Approval of the waiver or modification by the Board of Aldermen shall
be by ordinance, usually as part of the ordinance approving the final
plat of the subdivision.
[Ord. No. 2327 §1, 3-18-2003]
No plat of a subdivision in the City of Pacific shall be recorded
in the appropriate County's Recorder's office or have any validity
until it has been approved in the manner prescribed in this Chapter.
[Ord. No. 2327 §1, 3-18-2003]
Within sixty (60) days after approval of the subdivision, the
developer thereof shall submit to the City the sum of two hundred
fifty dollars ($250.00) or such additional amounts as required to
cover the actual costs of administration and recordation of the plat.
A mylar print and two (2) paper prints of the final plat of a subdivision,
submitted and approved in accordance with the provisions of this Chapter,
shall be recorded by the City in the office of the Recorder of Deeds
of the appropriate County. After the City records the plat, the mylar
print and paper prints of the plat bearing imprint of the Recorder's
stamp thereon shall be filed in the office of the Commissioner of
Public Works as part of the records of the City.
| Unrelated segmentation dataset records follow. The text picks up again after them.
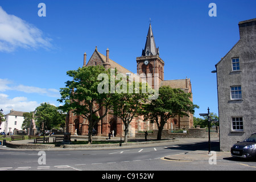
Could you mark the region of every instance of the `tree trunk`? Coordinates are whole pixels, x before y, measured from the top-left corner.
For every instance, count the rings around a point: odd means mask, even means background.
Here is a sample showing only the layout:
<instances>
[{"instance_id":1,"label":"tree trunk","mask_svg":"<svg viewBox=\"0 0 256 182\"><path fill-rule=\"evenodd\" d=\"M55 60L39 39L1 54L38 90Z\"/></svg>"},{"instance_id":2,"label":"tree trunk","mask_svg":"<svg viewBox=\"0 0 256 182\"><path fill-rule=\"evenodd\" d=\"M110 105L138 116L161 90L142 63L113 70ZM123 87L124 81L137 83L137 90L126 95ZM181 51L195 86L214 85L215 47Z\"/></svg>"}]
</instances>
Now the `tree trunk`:
<instances>
[{"instance_id":1,"label":"tree trunk","mask_svg":"<svg viewBox=\"0 0 256 182\"><path fill-rule=\"evenodd\" d=\"M125 144L127 144L128 143L128 126L127 126L128 125L125 125L125 141L124 143Z\"/></svg>"},{"instance_id":2,"label":"tree trunk","mask_svg":"<svg viewBox=\"0 0 256 182\"><path fill-rule=\"evenodd\" d=\"M163 131L163 127L160 126L158 128L158 138L156 139L157 140L160 140L162 138L162 131Z\"/></svg>"},{"instance_id":3,"label":"tree trunk","mask_svg":"<svg viewBox=\"0 0 256 182\"><path fill-rule=\"evenodd\" d=\"M92 125L90 124L89 125L89 129L88 129L88 144L92 144L92 129L93 129L93 126Z\"/></svg>"}]
</instances>

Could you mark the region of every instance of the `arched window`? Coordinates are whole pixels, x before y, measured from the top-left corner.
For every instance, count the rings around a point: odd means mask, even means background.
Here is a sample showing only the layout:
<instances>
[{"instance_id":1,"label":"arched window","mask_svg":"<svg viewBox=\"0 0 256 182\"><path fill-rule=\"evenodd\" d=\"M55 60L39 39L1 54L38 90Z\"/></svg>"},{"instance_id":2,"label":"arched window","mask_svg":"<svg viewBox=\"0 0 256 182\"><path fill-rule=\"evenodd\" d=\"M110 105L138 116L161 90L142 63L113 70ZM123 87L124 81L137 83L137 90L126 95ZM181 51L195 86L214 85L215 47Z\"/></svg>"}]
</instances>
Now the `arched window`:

[Ord. No. 2327 §1, 3-18-2003]
Any person, firm or corporation violating any of the provisions of this Chapter
410 or any other person participating or taking any part in a violation of any of the provisions of this Chapter shall upon conviction be punished by a fine of not more than five hundred dollars ($500.00) for each offense or by imprisonment for not more than six (6) months, or by both such fine and imprisonment. Each day a violation continues after service of written notice from the City administration to abate such violation shall constitute a separate offense.
[Ord. No. 2327 §1, 3-18-2003]
Except where specifically provided by Missouri law, a failure
of the City to follow the procedures set forth in this Chapter shall
not invalidate any otherwise proper action taken by the City.